Breast Reconstruction Options
In modern breast reconstruction there are a number of options for patients. While this is a great advantage over previous years it can be very overwhelming for patients to chose. The most simple way to think about it is in terms of three choices. A patient can chose to undergo breast reconstruction with an implant, her own tissue, or a combination of an implant and her own tissue. The most common methods in Dr. Haddocks practice are implants, DIEP flaps or PAP flaps.
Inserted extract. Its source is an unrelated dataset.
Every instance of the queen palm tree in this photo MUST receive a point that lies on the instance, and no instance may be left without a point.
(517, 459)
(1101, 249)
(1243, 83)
Nipple-Areolar Complex Reconstruction
Reconstruction of the nipple-areolar complex is an important component to complete breast reconstruction as the nipple is the central focus when viewing the breast. This has also been shown to have a major psychological benefit to the patient when compared to those without nipple areolar complex reconstruction. Most methods of mastectomy remove the nipple-areolar complex along with the breast tissue as the nipple contain extensions of the ductal system that are also at risk for neoplastic disease. The resulting initial post-op reconstruction is therefore left without a nipple. Several months later, the patient may elect to undergo nipple reconstruction with local flaps, grafts, or a combination of the two. Tattooing of the nipple and areola can later be performed, completing the reconstruction of the nipple-areolar complex. In some situations a patient might be concerned about the projection of the nipple reconstruction. The surgical reconstruction can be tailored to the patients wishes but in situations where this is not enough a 3D tattoo can be performed as an alternative.
Although most forms of mastectomy remove the nipple-areolar complex, the nipple sparing mastectomy, removes the breast tissue but spares the nipple and areola. A discussion with the surgical oncologist will determine whether the patient is a candidate for this type of procedure. If the patient is not a candidate for a nipple sparing mastectomy, nipple areolar complex reconstruction has been shown to have a positive impact on a patient’s satisfaction with the cosmetic result of the breast reconstruction.
Patient Comments About a Breast Reconstruction with Dr. Haddock
“You know you have a fantastic plastic surgeon when your breast oncologist conducts exam and ask if you are staying current on mammograms and then goes “oh wait… You had breast reconstruction. Your plastic surgeon is amazing!” Well, I think so too. Thanks Dr. Haddock!”
“I can truly say that my experience has been wonderful. Dr. Haddock is a great plastic surgeon who takes pride in his work and makes you feel you are in good hands. He is always there to answer any question or concern. I truly recommend him for any type of plastic surgery because he loves what he does and he is good at it.”
“I am a breast cancer survivor!! And I can truly say that when I look in the mirror I don’t see a daily reminder that I once had cancer that took away the old models of my breast because Dr. Haddock gave me new models that make me feel so good about myself!!”
“I had a DIEP flap and am very pleased with the results. Dr. Haddock was very kind and wanted to make sure I was happy with the results. He discussed options with me that made me feel like I was part of the process. I now refer others to him. I highly recommend him, not only for his surgical skills but also for his caring nature.”
“My experience was great with Dr. Haddock. His staff is so kind and his integrity and bedside manner is wonderful. Of course, the best part is the results.”
“The amazing, caring, genius, artist, surgeon….the only….Dr. Haddock. I am blown away by the standard of care I received by this incredible doctor and his staff.”
“Now I have a better body then I did going into cancer treatment.”
“Dr. Haddock said you’ve got some room on the back of your legs that I could take off, and I was like, ‘OK, that’s kind of a no brainer. This was almost like a mommy makeover.”